Bientôt notre Institution acquit un nouveau dégré d'intérêt aux yeux du Public. Alors, on cessa de croire que la faculté de recevoir par le tact, l'éducation que nous proposions, étoit restreinte à un individu, seul favorisé des dispositions de la Nature. De quatorze Enfans-Aveugles, instruits des premiers élémens, il ne s'en trouvoit alors que trois dont les progrès fussent lents; parce que, jouissant encore d'un foible rayon de lumière, ils obtenoient de moins du côté du tact ce qui leur restoit (presqu'en pure perte) du côté de la vue.

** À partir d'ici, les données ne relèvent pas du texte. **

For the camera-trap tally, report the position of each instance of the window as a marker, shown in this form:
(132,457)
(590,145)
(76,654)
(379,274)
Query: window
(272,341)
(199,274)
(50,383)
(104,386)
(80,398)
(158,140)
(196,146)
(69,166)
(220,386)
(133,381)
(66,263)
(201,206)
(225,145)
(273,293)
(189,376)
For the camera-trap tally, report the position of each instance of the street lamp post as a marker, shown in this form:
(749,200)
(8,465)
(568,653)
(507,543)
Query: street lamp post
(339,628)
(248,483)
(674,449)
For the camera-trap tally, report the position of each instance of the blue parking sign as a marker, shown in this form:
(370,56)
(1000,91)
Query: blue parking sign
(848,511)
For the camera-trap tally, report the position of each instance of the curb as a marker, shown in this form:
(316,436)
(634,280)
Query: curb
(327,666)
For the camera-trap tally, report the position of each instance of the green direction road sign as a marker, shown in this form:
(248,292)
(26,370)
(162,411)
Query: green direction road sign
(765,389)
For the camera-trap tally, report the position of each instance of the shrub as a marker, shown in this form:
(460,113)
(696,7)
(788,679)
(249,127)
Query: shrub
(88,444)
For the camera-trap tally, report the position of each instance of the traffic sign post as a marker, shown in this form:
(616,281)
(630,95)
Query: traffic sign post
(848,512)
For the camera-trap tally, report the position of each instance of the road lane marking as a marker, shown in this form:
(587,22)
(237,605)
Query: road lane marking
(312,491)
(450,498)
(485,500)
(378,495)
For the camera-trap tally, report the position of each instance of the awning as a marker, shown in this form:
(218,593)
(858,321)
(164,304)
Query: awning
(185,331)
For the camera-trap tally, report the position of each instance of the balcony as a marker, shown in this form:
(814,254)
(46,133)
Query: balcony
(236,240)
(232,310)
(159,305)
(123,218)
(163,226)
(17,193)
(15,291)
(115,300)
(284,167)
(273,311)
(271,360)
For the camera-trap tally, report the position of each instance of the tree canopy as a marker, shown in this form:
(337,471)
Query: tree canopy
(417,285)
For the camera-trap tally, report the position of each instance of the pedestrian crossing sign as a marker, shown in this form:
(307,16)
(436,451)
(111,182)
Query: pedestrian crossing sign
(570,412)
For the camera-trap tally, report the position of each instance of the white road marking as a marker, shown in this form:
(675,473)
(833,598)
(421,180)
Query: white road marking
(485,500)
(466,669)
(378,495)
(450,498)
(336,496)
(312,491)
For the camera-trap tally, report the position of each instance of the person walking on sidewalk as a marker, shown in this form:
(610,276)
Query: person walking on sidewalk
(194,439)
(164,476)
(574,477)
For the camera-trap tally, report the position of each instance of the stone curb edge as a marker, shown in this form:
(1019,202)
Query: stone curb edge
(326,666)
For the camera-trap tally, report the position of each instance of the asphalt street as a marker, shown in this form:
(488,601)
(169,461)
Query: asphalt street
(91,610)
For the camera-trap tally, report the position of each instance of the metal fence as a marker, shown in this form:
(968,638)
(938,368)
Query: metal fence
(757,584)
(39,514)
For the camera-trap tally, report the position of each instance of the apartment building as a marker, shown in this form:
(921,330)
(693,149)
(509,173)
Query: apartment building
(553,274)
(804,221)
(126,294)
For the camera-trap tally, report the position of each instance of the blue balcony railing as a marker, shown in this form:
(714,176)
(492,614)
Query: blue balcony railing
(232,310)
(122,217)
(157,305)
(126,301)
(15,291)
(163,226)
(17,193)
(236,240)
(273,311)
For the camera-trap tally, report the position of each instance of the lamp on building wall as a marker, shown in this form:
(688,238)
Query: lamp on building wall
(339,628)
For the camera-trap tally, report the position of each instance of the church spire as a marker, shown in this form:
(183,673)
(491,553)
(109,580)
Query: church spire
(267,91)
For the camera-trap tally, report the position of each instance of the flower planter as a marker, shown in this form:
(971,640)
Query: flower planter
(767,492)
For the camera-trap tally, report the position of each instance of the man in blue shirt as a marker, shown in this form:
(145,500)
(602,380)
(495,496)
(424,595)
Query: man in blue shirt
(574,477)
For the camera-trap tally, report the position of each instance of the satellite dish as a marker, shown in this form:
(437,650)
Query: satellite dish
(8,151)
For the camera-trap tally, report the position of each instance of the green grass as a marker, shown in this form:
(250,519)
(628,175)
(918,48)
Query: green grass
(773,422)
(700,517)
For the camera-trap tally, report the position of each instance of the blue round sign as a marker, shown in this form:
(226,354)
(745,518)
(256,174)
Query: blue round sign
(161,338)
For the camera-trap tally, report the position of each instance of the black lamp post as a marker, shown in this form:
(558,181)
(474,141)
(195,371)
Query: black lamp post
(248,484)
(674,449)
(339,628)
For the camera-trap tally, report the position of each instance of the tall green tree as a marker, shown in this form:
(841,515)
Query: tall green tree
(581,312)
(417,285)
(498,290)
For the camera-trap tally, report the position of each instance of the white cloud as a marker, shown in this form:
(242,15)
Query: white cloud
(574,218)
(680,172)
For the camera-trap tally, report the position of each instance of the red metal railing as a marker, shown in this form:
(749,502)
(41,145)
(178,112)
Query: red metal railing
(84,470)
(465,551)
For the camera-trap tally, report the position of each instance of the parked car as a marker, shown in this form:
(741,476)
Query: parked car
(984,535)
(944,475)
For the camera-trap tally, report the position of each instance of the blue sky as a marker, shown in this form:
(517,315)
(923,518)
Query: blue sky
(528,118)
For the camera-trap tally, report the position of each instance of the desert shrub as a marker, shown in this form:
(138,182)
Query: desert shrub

Il ne manquoit plus, pour mettre le sceau à cet Etablissement, que le témoignage des Savans sur ses moyens. L'Académie des Sciences daigna s'occuper de leur examen, & en fit le rapport que nous avons inséré à la suite de cet Ouvrage.

Entraîné par le suffrage des Gens instruits, par sa propre expérience, par les mouvemens d'un cœur disposé à favoriser le bien, le Public s'empressa de toutes parts à contribuer aux frais de construction d'un Edifice que nous élevions à la Nature souffrante.

L'Académie Royale de Musique exécuta, le 19 Février 1786, au bénéfice des Enfans-Aveugles, un Concert, dans lequel on fut partagé entre l'admiration qu'exerçoient, d'une part, le noble désintéressement de ses Membres, de l'autre, le talent qu'ils firent briller dans cette circonstance.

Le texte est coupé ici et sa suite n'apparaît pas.